In recent times, these participatory aspects of classic drama have amongst the revelations of Shakespeare’s Globe recreated by the late Sam Wanamaker on the South Bank.
So Lynn Gardner’s Guardian review of the 2012 tells us ‘Henry V put the Globe’s dynamics to such cunning use; I swear that if this Henry had strode off the stage and out of the theatre at the end, everyone would have followed him.’ In the popular press, Julie Carpenter of the Express agreed: ‘ When … Henry, in full war cry mode, speaks to the groundlings as if they are his soldier subjects, exhorting them to, “Cry, ‘God for Harry! England and Saint George!’’ some of the audience were so stirred up they joined in.’
At this point there appears to be a fusion of drama, spectacle and participatory ritual, which as a spectator experience coincides exactly at that spot where sport becomes drama. It may be no coincidence that football, cricket and classical and Elizabethan drama all share the same ‘wooden O’ – or Oval– design of premises for their ‘Theatre of Dreams’ to stage their events.
Even in the banal and frequently overblown context of a hometown football club, the same seems to apply.
Through the players’ flashes of skill (or incompetence) we can live the potential and limits of the individual, and over the longer duration of a game or a season, we can experience the vicissitudes of the battle and the campaign. This even includes a dilute version of the classic combination of war: long periods of boredom (waiting for Saturday to come) interspersed with action and fear (the matches themselves.)
Over a lifetime, our experience will inevitably vary from team to team, and we must always have sympathy for those whose experience is limited.

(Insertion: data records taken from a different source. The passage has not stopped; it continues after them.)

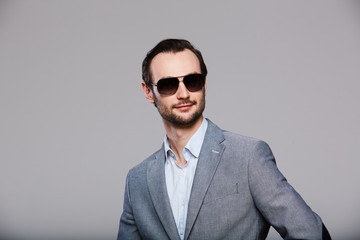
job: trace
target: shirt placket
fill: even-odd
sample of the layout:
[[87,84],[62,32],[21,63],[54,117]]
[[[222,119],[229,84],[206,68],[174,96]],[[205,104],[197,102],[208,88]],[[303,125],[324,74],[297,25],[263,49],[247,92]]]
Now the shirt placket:
[[179,234],[180,238],[184,239],[185,233],[185,204],[186,204],[186,181],[185,181],[185,170],[184,168],[180,169],[180,215],[179,215]]
[[181,188],[180,188],[180,216],[179,216],[179,233],[180,233],[180,238],[184,239],[184,234],[185,234],[185,221],[186,221],[186,206],[187,206],[187,182],[186,182],[186,172],[187,169],[189,168],[189,160],[190,160],[190,155],[189,152],[184,149],[183,151],[183,156],[185,158],[185,160],[187,161],[187,164],[180,169],[180,179],[181,179]]

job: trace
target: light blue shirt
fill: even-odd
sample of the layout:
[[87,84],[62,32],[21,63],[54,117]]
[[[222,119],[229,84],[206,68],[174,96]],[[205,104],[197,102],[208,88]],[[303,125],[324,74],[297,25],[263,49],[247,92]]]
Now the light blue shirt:
[[182,154],[187,163],[182,168],[176,164],[176,156],[169,146],[168,138],[164,139],[166,188],[181,240],[185,236],[191,187],[207,126],[208,122],[204,118],[199,129],[186,144]]

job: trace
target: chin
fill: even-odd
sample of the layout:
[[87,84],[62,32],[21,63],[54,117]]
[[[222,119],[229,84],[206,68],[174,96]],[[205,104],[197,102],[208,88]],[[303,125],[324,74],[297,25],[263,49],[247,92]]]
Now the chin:
[[186,117],[179,115],[177,116],[172,115],[172,117],[168,118],[167,120],[174,126],[186,128],[195,124],[200,119],[201,116],[202,113],[199,114],[197,112],[194,112]]

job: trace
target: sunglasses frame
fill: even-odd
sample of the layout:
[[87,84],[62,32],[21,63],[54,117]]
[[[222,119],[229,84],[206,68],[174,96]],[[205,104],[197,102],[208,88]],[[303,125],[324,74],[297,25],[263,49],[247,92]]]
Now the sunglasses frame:
[[[185,85],[186,89],[187,89],[189,92],[197,92],[197,91],[200,91],[201,89],[204,88],[204,86],[205,86],[205,81],[206,81],[206,75],[205,75],[205,74],[202,74],[202,73],[190,73],[190,74],[186,74],[186,75],[182,75],[182,76],[177,76],[177,77],[161,78],[161,79],[159,79],[159,80],[157,81],[156,84],[155,84],[155,83],[151,83],[151,85],[157,87],[159,81],[163,81],[163,80],[166,81],[167,79],[174,79],[174,78],[176,78],[176,79],[178,80],[178,83],[177,83],[177,88],[175,89],[175,91],[174,91],[173,93],[164,94],[164,93],[160,93],[159,90],[158,90],[158,92],[159,92],[160,95],[171,96],[171,95],[174,95],[174,94],[177,92],[177,90],[179,89],[180,82],[184,82],[184,80],[185,80],[186,77],[193,76],[193,75],[197,75],[197,76],[199,75],[199,76],[202,77],[202,79],[203,79],[202,87],[199,88],[198,90],[191,91],[190,89],[188,89],[188,87],[186,86],[185,83],[184,83],[184,85]],[[180,80],[179,78],[183,78],[183,79]]]

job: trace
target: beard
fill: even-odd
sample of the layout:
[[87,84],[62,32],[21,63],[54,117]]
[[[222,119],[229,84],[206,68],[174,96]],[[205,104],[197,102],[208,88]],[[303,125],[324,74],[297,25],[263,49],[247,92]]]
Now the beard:
[[[171,107],[165,106],[154,94],[154,105],[157,108],[158,112],[160,113],[161,117],[168,121],[169,123],[173,124],[176,127],[185,128],[194,124],[203,114],[205,109],[205,91],[199,100],[197,101],[190,101],[185,100],[179,102],[176,105],[172,105]],[[190,116],[182,116],[181,114],[176,114],[172,112],[172,109],[177,105],[183,104],[192,104],[193,106],[197,106],[195,112],[193,112]]]

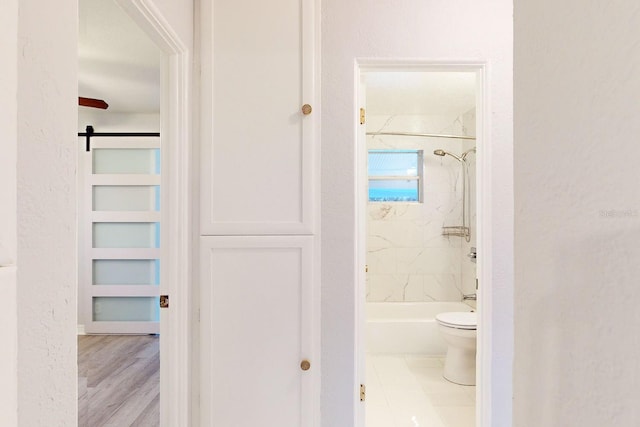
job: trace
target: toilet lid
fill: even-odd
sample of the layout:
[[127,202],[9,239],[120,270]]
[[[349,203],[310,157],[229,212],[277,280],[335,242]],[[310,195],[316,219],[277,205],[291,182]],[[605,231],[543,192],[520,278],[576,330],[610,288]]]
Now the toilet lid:
[[478,325],[477,313],[470,311],[440,313],[436,320],[443,325],[458,329],[476,329]]

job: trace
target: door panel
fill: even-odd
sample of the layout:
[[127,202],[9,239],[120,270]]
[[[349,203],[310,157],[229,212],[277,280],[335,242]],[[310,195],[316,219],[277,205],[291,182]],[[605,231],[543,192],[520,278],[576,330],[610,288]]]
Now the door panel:
[[312,243],[302,236],[201,238],[203,426],[315,425]]
[[159,174],[157,148],[93,148],[95,174]]
[[94,211],[159,211],[160,186],[95,185],[92,200]]
[[159,248],[157,222],[94,222],[94,248]]
[[93,297],[95,322],[157,322],[158,297]]
[[301,108],[319,107],[314,3],[210,3],[201,233],[310,234],[318,111]]
[[93,285],[159,285],[157,259],[93,260]]

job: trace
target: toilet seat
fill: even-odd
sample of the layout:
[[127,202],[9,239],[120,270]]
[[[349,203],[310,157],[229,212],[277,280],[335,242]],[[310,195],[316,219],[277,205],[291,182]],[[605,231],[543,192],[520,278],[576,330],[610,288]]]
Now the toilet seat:
[[477,313],[471,311],[440,313],[436,315],[436,320],[443,326],[455,329],[475,330],[478,326]]

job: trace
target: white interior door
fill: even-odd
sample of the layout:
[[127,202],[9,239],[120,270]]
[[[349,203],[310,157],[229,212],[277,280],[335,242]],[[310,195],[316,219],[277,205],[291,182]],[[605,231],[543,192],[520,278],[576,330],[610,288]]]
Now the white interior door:
[[94,137],[81,156],[85,331],[159,333],[160,138]]
[[203,426],[315,426],[313,238],[201,238]]
[[313,0],[202,4],[202,235],[313,234]]

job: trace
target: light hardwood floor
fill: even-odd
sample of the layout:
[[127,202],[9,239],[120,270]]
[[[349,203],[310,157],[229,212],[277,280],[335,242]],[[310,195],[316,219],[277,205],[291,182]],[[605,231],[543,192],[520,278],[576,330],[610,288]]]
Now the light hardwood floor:
[[160,425],[159,338],[78,337],[78,426]]

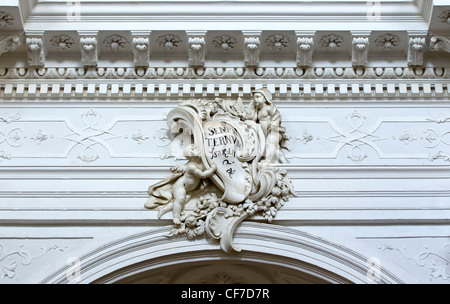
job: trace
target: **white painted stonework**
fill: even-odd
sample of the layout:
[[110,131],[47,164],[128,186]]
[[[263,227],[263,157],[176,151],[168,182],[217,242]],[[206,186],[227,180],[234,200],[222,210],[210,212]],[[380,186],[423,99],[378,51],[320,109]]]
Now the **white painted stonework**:
[[[0,284],[448,284],[449,37],[445,0],[0,1]],[[239,252],[168,237],[167,120],[262,88],[295,195]]]

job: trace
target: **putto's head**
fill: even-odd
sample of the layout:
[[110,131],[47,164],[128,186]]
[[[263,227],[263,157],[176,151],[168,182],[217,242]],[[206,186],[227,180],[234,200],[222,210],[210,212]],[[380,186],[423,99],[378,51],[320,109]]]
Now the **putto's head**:
[[201,152],[200,152],[200,149],[196,145],[190,144],[184,148],[183,155],[187,159],[192,159],[194,157],[200,157]]
[[253,98],[258,105],[272,103],[272,93],[266,88],[253,91]]

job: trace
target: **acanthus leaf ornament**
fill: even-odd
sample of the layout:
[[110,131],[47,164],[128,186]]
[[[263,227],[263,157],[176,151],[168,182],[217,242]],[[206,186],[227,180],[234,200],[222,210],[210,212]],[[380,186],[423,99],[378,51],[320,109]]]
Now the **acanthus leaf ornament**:
[[150,59],[150,40],[148,37],[133,38],[134,65],[147,67]]
[[314,37],[297,38],[297,66],[310,67],[312,66],[314,53]]
[[38,133],[31,137],[31,140],[34,140],[37,143],[41,143],[43,141],[46,141],[49,138],[49,136],[45,133],[42,133],[42,130],[38,130]]
[[67,247],[61,247],[59,245],[43,246],[41,252],[38,255],[32,254],[30,251],[25,250],[23,246],[18,249],[9,251],[5,244],[0,243],[0,281],[4,279],[12,279],[16,276],[17,266],[22,264],[23,266],[30,265],[34,260],[37,260],[50,251],[61,251]]
[[450,53],[450,36],[432,36],[430,38],[430,49]]
[[257,67],[260,55],[259,33],[244,33],[244,61],[246,67]]
[[369,38],[354,37],[352,45],[352,65],[354,67],[365,67],[367,65],[367,57],[369,52]]
[[142,130],[139,129],[137,131],[137,133],[134,133],[133,135],[131,135],[131,138],[136,141],[138,144],[142,144],[143,142],[145,142],[146,140],[149,140],[150,137],[148,135],[145,135],[144,133],[142,133]]
[[22,118],[22,116],[19,113],[16,113],[15,115],[2,114],[2,115],[0,115],[0,122],[10,124],[11,122],[17,121],[21,118]]
[[[198,34],[198,35],[196,35]],[[202,67],[205,65],[206,43],[203,33],[189,35],[188,39],[189,66]]]
[[5,151],[0,151],[0,158],[6,159],[6,160],[11,160],[11,154],[6,153]]
[[0,37],[0,55],[14,51],[20,46],[19,36],[1,36]]
[[269,90],[253,93],[247,109],[240,98],[191,99],[168,114],[188,162],[149,187],[145,207],[159,210],[160,218],[172,211],[169,237],[206,232],[225,252],[240,251],[233,244],[237,226],[251,217],[271,222],[294,195],[287,172],[277,166],[287,162],[281,115]]
[[0,11],[0,27],[9,27],[13,24],[14,17],[4,11]]
[[33,67],[45,65],[44,42],[42,37],[29,37],[26,39],[28,63]]
[[81,44],[81,63],[87,67],[97,66],[98,62],[97,37],[95,36],[81,37],[80,44]]
[[437,19],[443,24],[450,25],[450,10],[441,12]]
[[302,141],[303,144],[306,145],[307,143],[312,141],[314,137],[311,134],[309,134],[307,130],[304,130],[302,136],[297,136],[295,137],[295,139]]
[[431,250],[429,246],[424,247],[421,251],[415,255],[407,253],[407,247],[397,248],[391,244],[383,244],[379,250],[397,251],[404,258],[415,262],[419,267],[429,268],[430,281],[433,279],[448,280],[450,278],[450,244],[447,243],[443,246],[441,252],[435,252]]
[[425,37],[411,37],[409,39],[408,65],[423,65],[423,51],[425,49]]

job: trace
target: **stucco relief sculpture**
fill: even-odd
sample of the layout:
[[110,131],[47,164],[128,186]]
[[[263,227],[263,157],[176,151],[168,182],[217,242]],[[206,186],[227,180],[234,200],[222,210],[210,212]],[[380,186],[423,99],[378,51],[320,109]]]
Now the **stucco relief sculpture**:
[[189,239],[206,233],[226,252],[240,251],[232,238],[245,219],[271,222],[294,190],[283,153],[287,136],[281,114],[267,89],[254,91],[248,109],[241,99],[188,100],[172,110],[167,123],[188,160],[149,187],[145,207],[172,212],[168,236]]

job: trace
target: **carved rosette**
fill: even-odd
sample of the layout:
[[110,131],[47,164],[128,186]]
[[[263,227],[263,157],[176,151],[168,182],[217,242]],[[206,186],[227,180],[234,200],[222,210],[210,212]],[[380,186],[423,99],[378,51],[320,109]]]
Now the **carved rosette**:
[[394,34],[380,35],[375,39],[375,46],[383,50],[392,50],[398,47],[400,44],[400,38]]
[[337,50],[342,47],[343,43],[344,38],[339,35],[330,34],[320,38],[320,46],[327,50]]
[[128,44],[129,42],[125,37],[117,34],[110,35],[103,40],[103,45],[115,52],[125,49]]
[[68,35],[62,34],[53,36],[50,39],[50,43],[53,46],[53,48],[60,51],[65,51],[72,48],[73,44],[75,43],[75,40]]
[[438,20],[441,23],[450,25],[450,10],[443,11],[439,14]]
[[270,35],[266,38],[266,45],[274,50],[282,50],[289,46],[290,39],[284,35]]
[[[159,210],[159,217],[172,211],[169,237],[185,234],[193,239],[206,233],[225,252],[238,252],[241,249],[233,244],[237,226],[249,218],[271,222],[294,195],[287,172],[277,166],[285,147],[284,142],[273,142],[285,139],[281,117],[270,92],[257,93],[265,100],[262,108],[252,103],[245,110],[240,99],[217,98],[188,100],[168,114],[169,128],[178,133],[174,147],[184,144],[188,163],[172,168],[172,176],[150,186],[145,207]],[[268,110],[264,107],[272,108],[270,127],[255,118],[255,111]],[[279,158],[269,152],[276,144]],[[200,153],[192,152],[197,149]]]
[[10,14],[0,11],[0,27],[8,27],[14,24],[14,17]]
[[232,50],[236,47],[236,38],[228,35],[217,36],[213,39],[212,44],[218,49],[224,51]]
[[177,35],[166,34],[159,36],[156,43],[162,49],[172,50],[180,46],[181,38]]

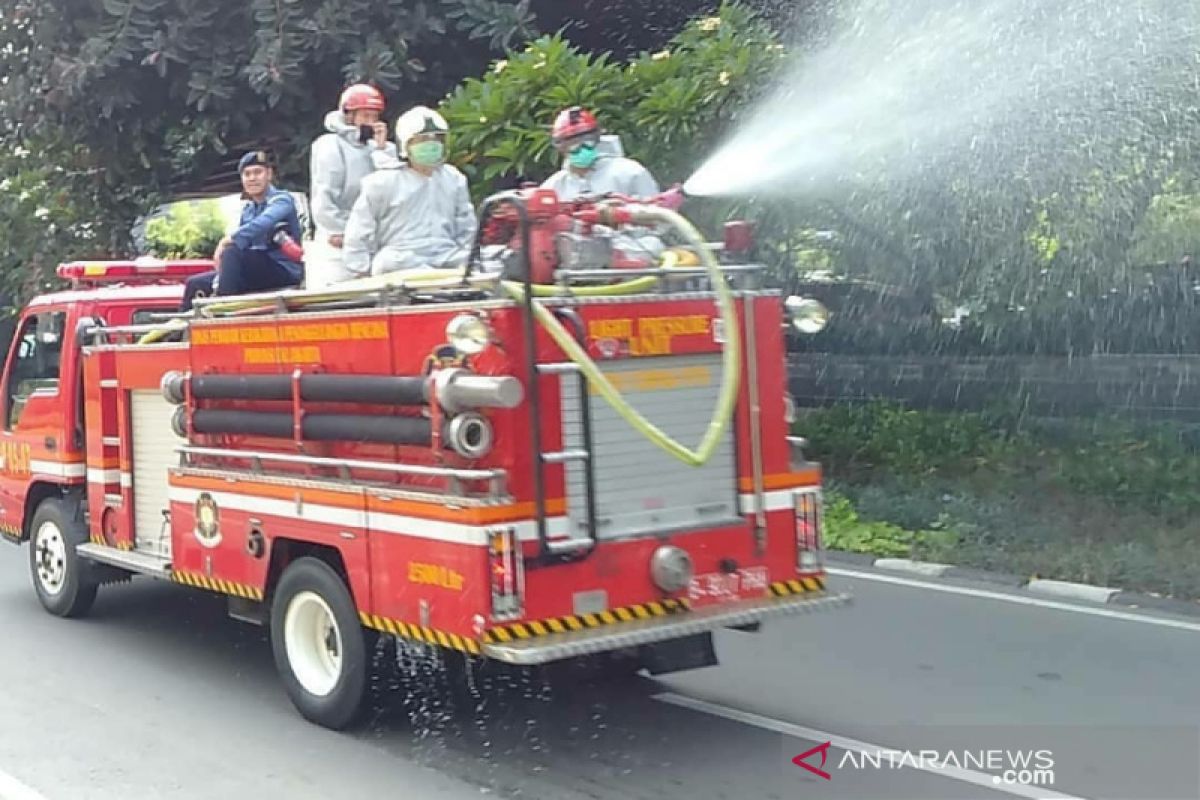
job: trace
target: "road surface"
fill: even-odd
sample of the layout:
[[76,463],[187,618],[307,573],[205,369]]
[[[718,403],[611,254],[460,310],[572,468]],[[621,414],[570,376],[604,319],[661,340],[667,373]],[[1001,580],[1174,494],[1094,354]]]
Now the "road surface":
[[[842,575],[853,607],[722,633],[720,667],[657,680],[450,691],[406,652],[411,690],[339,735],[219,598],[137,581],[59,620],[26,557],[0,548],[0,800],[1200,797],[1200,624],[1167,617]],[[1024,783],[967,761],[1038,750],[1053,776]]]

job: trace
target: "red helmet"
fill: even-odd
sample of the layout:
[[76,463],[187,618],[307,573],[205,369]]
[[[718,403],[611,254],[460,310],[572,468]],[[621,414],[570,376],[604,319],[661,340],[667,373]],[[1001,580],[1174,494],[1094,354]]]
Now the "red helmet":
[[557,119],[554,120],[554,128],[550,131],[550,138],[555,142],[574,139],[576,136],[584,136],[589,133],[599,133],[600,123],[596,122],[596,117],[592,112],[582,106],[572,106],[559,112]]
[[338,99],[338,108],[342,111],[383,111],[385,105],[383,92],[367,83],[354,84]]

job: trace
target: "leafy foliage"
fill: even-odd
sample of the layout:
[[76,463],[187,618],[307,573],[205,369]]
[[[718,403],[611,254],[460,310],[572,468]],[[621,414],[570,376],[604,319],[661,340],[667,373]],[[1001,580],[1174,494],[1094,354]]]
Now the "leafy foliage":
[[628,63],[584,53],[561,35],[542,37],[447,99],[452,157],[477,196],[541,180],[558,168],[549,126],[578,104],[620,134],[660,183],[681,181],[769,85],[783,53],[770,27],[735,3]]
[[956,540],[951,531],[912,531],[891,522],[863,519],[850,500],[836,490],[825,493],[823,519],[825,546],[850,553],[908,558],[917,548],[952,547]]
[[1200,452],[1183,431],[888,404],[811,412],[825,542],[1200,598]]
[[835,478],[1051,489],[1168,518],[1200,511],[1200,452],[1170,426],[1097,419],[1050,430],[999,407],[947,414],[876,402],[814,410],[796,427]]
[[224,229],[216,202],[173,203],[166,214],[146,223],[146,243],[159,258],[207,258]]
[[[19,294],[63,258],[127,250],[139,214],[231,150],[270,142],[283,182],[302,185],[346,83],[376,83],[393,107],[430,102],[533,24],[528,3],[509,0],[5,4],[0,162],[10,180],[29,170],[31,188],[0,213],[32,203],[88,228],[34,243],[16,238],[31,220],[0,216],[0,252],[20,265],[0,284]],[[18,148],[37,163],[5,155]]]

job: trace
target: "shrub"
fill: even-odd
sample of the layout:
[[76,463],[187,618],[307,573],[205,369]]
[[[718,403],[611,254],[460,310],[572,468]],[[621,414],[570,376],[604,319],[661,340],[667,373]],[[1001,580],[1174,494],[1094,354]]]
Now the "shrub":
[[146,243],[159,258],[206,258],[225,233],[215,202],[176,203],[146,223]]

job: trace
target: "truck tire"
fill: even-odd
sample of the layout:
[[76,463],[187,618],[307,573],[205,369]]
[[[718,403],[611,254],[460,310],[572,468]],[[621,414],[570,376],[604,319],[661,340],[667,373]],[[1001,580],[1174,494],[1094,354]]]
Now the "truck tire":
[[88,540],[77,498],[49,497],[29,526],[29,572],[42,606],[58,617],[82,617],[96,602],[99,582],[75,548]]
[[342,730],[367,690],[366,635],[345,582],[324,561],[297,559],[271,602],[271,650],[288,697],[310,722]]

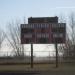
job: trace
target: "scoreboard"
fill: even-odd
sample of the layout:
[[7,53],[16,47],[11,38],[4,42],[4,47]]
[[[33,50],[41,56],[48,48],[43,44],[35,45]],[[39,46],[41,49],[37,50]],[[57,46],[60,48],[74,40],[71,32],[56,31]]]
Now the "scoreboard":
[[66,23],[21,24],[21,44],[65,43]]

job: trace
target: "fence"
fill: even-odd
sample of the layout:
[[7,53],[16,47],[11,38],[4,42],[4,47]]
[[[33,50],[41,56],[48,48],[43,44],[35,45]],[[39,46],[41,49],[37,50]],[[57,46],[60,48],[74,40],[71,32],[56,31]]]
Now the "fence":
[[[0,55],[3,53],[0,52]],[[60,59],[60,57],[59,57]],[[54,63],[55,51],[34,51],[34,63]],[[5,53],[5,56],[0,57],[0,63],[30,63],[31,51],[25,51],[24,56],[14,56],[11,53]]]
[[[4,53],[4,52],[3,52]],[[0,52],[0,55],[3,53]],[[56,52],[55,51],[34,51],[33,62],[34,63],[55,63]],[[5,55],[0,56],[0,64],[3,63],[22,63],[29,64],[31,62],[31,51],[25,51],[24,56],[14,56],[9,52],[5,52]],[[75,63],[75,58],[65,57],[63,55],[58,56],[59,63]]]

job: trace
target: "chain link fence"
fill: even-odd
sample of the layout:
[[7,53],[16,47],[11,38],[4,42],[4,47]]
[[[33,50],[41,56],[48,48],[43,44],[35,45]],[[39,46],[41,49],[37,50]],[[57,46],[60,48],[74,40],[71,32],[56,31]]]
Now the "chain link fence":
[[[0,52],[0,55],[3,53]],[[63,59],[59,56],[59,61]],[[55,51],[34,51],[33,62],[34,63],[55,63],[56,56]],[[30,63],[31,62],[31,51],[25,51],[24,56],[14,56],[9,52],[5,52],[4,56],[0,56],[0,64],[3,63]]]
[[[0,52],[0,55],[3,53]],[[59,63],[75,63],[75,58],[64,55],[58,55]],[[0,64],[30,64],[31,63],[31,51],[25,51],[24,56],[14,56],[12,53],[5,52],[4,56],[0,56]],[[34,64],[54,64],[56,63],[55,51],[34,51],[33,52]]]

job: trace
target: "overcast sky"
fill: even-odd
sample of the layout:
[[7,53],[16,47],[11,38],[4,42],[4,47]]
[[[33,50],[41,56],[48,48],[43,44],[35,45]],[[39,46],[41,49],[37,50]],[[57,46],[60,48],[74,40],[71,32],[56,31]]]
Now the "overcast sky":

This may be to eternal failure (the Hartlepools and Aldershots) or it may be eternal success (Manchester United and more recently City).
For the rest of us, there is a whole host of experience to glean – for example, our team may languish in the second tier for decades, make the top flight, win the FA Cup and for just one night best the mighty AC Milan, crash and burn in financial and sporting disaster, then be redeemed through becoming less of a business and more of community resource.
Our experience will then teach us: the victory of the underdog is always worth more than that of the dominant; success requires a mixture of talent, work and luck; do not live beyond your means and be careful about who you accept money from; to inflate a business (or any other economic unit) with no certainty that its real income can support it is not a sound proposition; success is fleeting so enjoy it while you can; and most of your fellow participants (fans) are soundly decent people from a wide range of backgrounds, who will go to great efforts to preserve that which they value.
The nature of sport as dramatic ritual means that these have not just been observed but experienced; and the lesson is lived not learnt.
(On the negative side, you may emerge with prejudices reinforced, for example that good guys play in blue, and bad guys in red and white stripes.) Such is the journey of the Pompey fan.
My conclusion is that through this function, the ritual drama of sport can be a significant influence on societies as a whole. And, as in this instance, being a football supporter (at Fratton Park) can be as influential as formal education (passing the 11 Plus), in the development and social understanding of an individual.